計4棟のタワーマンションを建設する2つの再開発に揺れる東京・板橋のハッピーロード大山商店街。そのシンボルである長さ約560メートルの巨大アーケードの一部解体工事が4月から始まった。すでに一部の屋根が取り外され、商店街は中心部で分断される形に。解体は、都道の整備と再開発に伴うためとされるが、都道の用地買収は難航し、完成のめどは立っていない。先んじてアーケードを解体する理由に乏しいように思えるが―。(岸本拓也)

商店街入り口(資料写真)

◆気付いたら屋根がなくなっていた

 「気付いたら屋根がなくなってて驚いた。毎日来てたけど、雨でぬれたら嫌だし、足が遠のくかも」  4月中旬、大山商店街を歩いていた販売業の女性(67)は骨組みがあらわになったアーケードの屋根部分を見上げた。  地元住民によると、屋根部分の取り外しが始まったのは4月9日深夜。近くに住む平川広美さん(65)は「夜中に電動カッターで屋根を切っている音やガシャーンという音が聞こえるようになった。この日から解体を始めるなんて説明はなかった」と話す。

◆先行工事は「断腸の思い」というけれど

 アーケードは1978年、商店街振興組合が集客の目玉に完成させた。だが、東京都が2015年に都市計画道路「補助第26号線」を整備することを決定。アーケードを所有する振興組合が、その整備に協力する形で、都道が横断する部分約180メートルの解体を決めた。今年4月からは「第1期」として、このうち68メートル分を9月末までに完全に撤去する。残る部分の解体時期は決まっていない。  都は25年度に都道の完成を目指すとするものの、立ち退きに反対する住民も多く、整備に必要な用地買収率は51%(昨年3月末時点)。予算執行率も3割に満たない。都道の完成が見通せない中で、一部商店主らが先行してアーケードを解体することに反発、今年3月に中止を求める仮処分を東京地裁に申し立てた。

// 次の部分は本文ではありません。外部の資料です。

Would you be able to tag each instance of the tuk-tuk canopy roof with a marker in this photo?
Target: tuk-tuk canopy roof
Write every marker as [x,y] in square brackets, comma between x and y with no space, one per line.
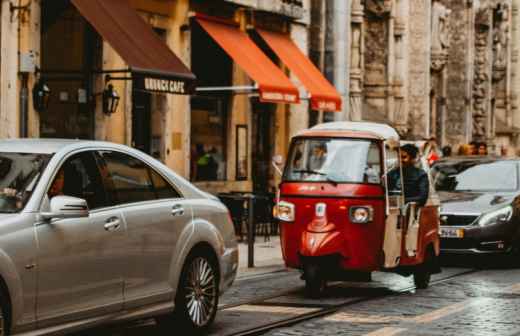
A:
[381,131]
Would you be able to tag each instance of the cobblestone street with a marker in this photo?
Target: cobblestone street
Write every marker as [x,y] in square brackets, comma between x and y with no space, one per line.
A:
[460,301]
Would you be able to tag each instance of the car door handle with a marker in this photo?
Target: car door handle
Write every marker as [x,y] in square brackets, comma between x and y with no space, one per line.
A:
[177,210]
[112,224]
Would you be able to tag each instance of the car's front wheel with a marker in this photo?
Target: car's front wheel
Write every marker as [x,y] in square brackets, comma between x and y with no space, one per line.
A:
[197,298]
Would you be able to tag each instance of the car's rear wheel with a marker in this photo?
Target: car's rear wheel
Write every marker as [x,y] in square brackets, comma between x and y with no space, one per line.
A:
[4,318]
[423,273]
[315,283]
[197,297]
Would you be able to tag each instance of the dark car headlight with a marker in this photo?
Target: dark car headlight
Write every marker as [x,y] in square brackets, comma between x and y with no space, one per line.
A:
[496,217]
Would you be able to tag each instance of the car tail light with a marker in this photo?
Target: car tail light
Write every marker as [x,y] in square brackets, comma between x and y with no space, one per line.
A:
[361,214]
[285,211]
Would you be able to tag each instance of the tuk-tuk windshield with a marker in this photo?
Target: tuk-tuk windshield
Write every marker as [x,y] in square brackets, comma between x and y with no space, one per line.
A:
[334,160]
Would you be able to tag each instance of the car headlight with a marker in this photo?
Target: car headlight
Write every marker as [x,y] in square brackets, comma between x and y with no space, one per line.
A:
[361,214]
[496,217]
[285,211]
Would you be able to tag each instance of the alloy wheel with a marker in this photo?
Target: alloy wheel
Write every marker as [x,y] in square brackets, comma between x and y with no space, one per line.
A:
[200,291]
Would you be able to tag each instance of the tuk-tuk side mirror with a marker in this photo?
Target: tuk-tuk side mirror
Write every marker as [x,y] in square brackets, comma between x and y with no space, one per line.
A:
[277,163]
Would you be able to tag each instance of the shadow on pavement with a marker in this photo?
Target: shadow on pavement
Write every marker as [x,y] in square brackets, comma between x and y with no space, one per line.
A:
[481,261]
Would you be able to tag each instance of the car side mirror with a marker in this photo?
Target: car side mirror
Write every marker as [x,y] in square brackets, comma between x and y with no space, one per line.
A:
[63,207]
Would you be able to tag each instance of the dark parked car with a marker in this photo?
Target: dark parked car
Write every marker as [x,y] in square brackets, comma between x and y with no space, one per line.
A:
[480,204]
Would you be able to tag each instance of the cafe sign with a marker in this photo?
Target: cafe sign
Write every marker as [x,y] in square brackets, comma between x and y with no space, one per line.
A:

4月から始まったアーケードの解体に反対する署名活動をするコモディイイダの飯田武男社長(左)=17日、東京都板橋区で

 商店主らは4月中旬、反対の署名活動を行い、商店街でスーパーを経営する「コモディイイダ」の飯田武男社長(84)も参加。「いつ道路ができるか分からないのに、先にアーケードを壊して商店街の魅力を失うことはマイナスしかない」と強調した。振興組合は3月に商店主向けの説明会を開いたが、「なぜ先行して解体するのか、具体的な説明はなかった」と憤慨する。  改めて振興組合に解体理由を尋ねると、街づくり担当の男性は「道路事業の計画は令和7年(25年)度となっており、こちらもその計画に合わせた。68メートル分を先行させたのは、クロスポイント地区の再開発事業の支障にもなるためだ。われわれとしても解体は断腸の思いだ」と話した。

◆再開発組合は「解体要望していない」

 クロスポイント地区とは、2棟のタワーマンション建設を軸とした再開発事業で、解体中の68メートル部分に面している。振興組合は再開発への影響も解体理由に挙げたが、クロスポイント再開発組合の担当者は「アーケードと再開発は別。解体しなくても再開発に問題はない。再開発組合が、アーケードの解体を要望したこともない」と否定した。  先行解体の理由は判然としないが、都道の整備が長期化する可能性は高そうだ。昨年11月の都の資料は「権利者が多く、用地折衝に時間を要している」と事業の難航を認める。21年に事業期間を5年先延ばしした経緯もあり、都は再延長を含めた検討を始めた。  飯田社長は「このままでは都道ができないのにアーケードだけが解体され、商店街が分断される。一日3万人が訪れるすばらしい商店街がダメになるのは明らか。何としても止めたい」と述べた。